Real Estate

NJ Industrial Construction and Renewal Activity Strengthen During 3Q19

Cushman & Wakefield Reports Historical Fundamentals in Prolonged Expansion Cycle

Despite global economic crosswinds, trade wars and tariffs, the New Jersey industrial market continued to thrive during the third quarter of 2019, according to Cushman & Wakefield. The commercial real estate services firm released its latest industrial research findings – showing historically high asking rents ($9.29 per square foot) and record-low vacancies (3.2%) heading into the final months of the year. Further, the market now boasts 8.1 million square feet of warehouse product under development – potentially pushing construction volume to a century-high mark in 2020.

“Developers are attempting to help replenish limited Class A supply to the marketplace amidst strong tenant interest in this prolonged expansion cycle,” noted Jason Price, Cushman & Wakefield’s director of Suburban Tri-State Research. “12 of the 17 facilities under construction are larger than 300,000 square feet; four exceed 800,000 square feet.”

  • More than 40% of the space has been preleased; five developments have been leased in full with heavy interest by tenants on some others.
  • 6% of this new product is concentrated within the Exit 8A and the Upper 287 Corridor submarkets.

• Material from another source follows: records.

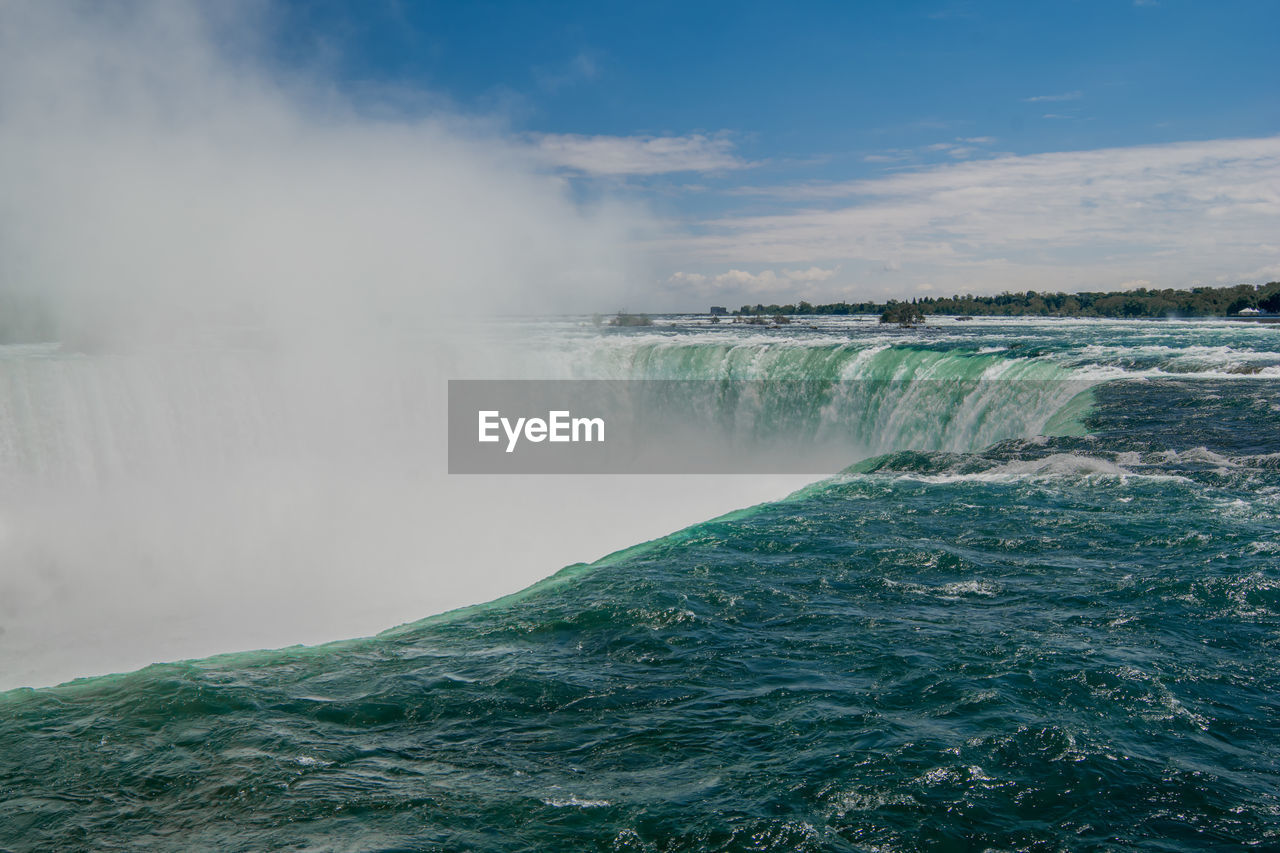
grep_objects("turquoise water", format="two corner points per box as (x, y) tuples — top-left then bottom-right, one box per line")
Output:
(0, 315), (1280, 850)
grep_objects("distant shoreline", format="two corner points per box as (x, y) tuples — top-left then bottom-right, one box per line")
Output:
(709, 282), (1280, 323)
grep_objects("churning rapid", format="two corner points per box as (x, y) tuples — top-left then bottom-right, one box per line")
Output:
(0, 318), (1280, 852)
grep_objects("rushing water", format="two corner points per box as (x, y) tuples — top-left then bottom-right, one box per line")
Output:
(0, 320), (1280, 850)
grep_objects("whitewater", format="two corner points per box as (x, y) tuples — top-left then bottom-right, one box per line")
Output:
(0, 316), (1280, 850)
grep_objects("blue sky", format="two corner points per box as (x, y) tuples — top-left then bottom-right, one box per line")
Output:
(267, 0), (1280, 307)
(12, 0), (1280, 311)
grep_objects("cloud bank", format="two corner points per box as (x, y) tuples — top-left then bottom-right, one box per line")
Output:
(663, 137), (1280, 301)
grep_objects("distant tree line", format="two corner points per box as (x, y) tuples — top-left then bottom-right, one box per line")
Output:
(733, 282), (1280, 318)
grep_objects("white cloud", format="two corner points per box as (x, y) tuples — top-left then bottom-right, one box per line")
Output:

To date in 2019, 6.3 million square feet of new industrial space has been delivered, including 1.5 million square feet that came online during the third quarter. “Demand for new product remains strong, evidenced by 69.1% preleasing on 2019 deliveries,” Price noted. “This velocity shows no sign of slowing down and the development community is responding. In fact, we are anticipating more than 18.0 million square feet in the industrial pipeline through mid-2021.”

The scarcity of available existing warehouse product led to a decline in new leasing during the third quarter, with activity falling to just below 4.4 million square feet – marking just the second time in six years that saw quarterly demand lower than 5.0 million square feet. Highlights included eight deals larger than 200,000 square feet, led by Home Depot’s 1.3-million-square-foot, build-to-suit commitment at Steel Run Logistics Center in Perth Amboy. That two-building lease marks the state’s largest in two years and only the fifth industrial lease deal greater than 1.0 million square feet since 2010.

“With 19.4 million square feet of new transactions signed year-to-date, new leasing activity has fallen behind last year’s pace by 4.7%,” noted Cushman & Wakefield’s Andrew Judd, New Jersey market leader. “At the same time, renewal activity rose markedly during the past three months, with 3.9 million square feet of completed lease extensions.” This included several deals in excess of 200,000 square feet, highlighted by Barnes & Noble’s 1.1 million-square-foot renewal at 1 Barnes & Noble Way in Monroe Township.

Absorption totals also reflect the scarcity of available industrial inventory. Net occupancy gains totaled just 1.3 million square feet during the third quarter, bringing the year-to-date total to 7.2 million square feet – well behind last year’s pace of 14.5 million square feet. Still, industrial vacancy diminished modestly (10 basis points since mid-year) to 3.2%. Within warehouse space, the rate dipped back to the historical low of 3.0%. Four NJ Turnpike Corridor submarkets currently boast rates under 1.5%, including Upper 287, Exit 9, Exit 8 and Exit 7A/8.

Cushman & Wakefield projects vacancy totals to remain relatively steady through year-end and into 2020. “In the near-term, the local industrial marketplace will remain fundamentally healthy and poised for further growth – driven largely by logistics and eCommerce companies relocating and expanding within the marketplace,” Judd noted. “Despite land constraints, developers will continue to add new supply to the marketplace as tenant demand endures and existing Class A space options remain limited.”.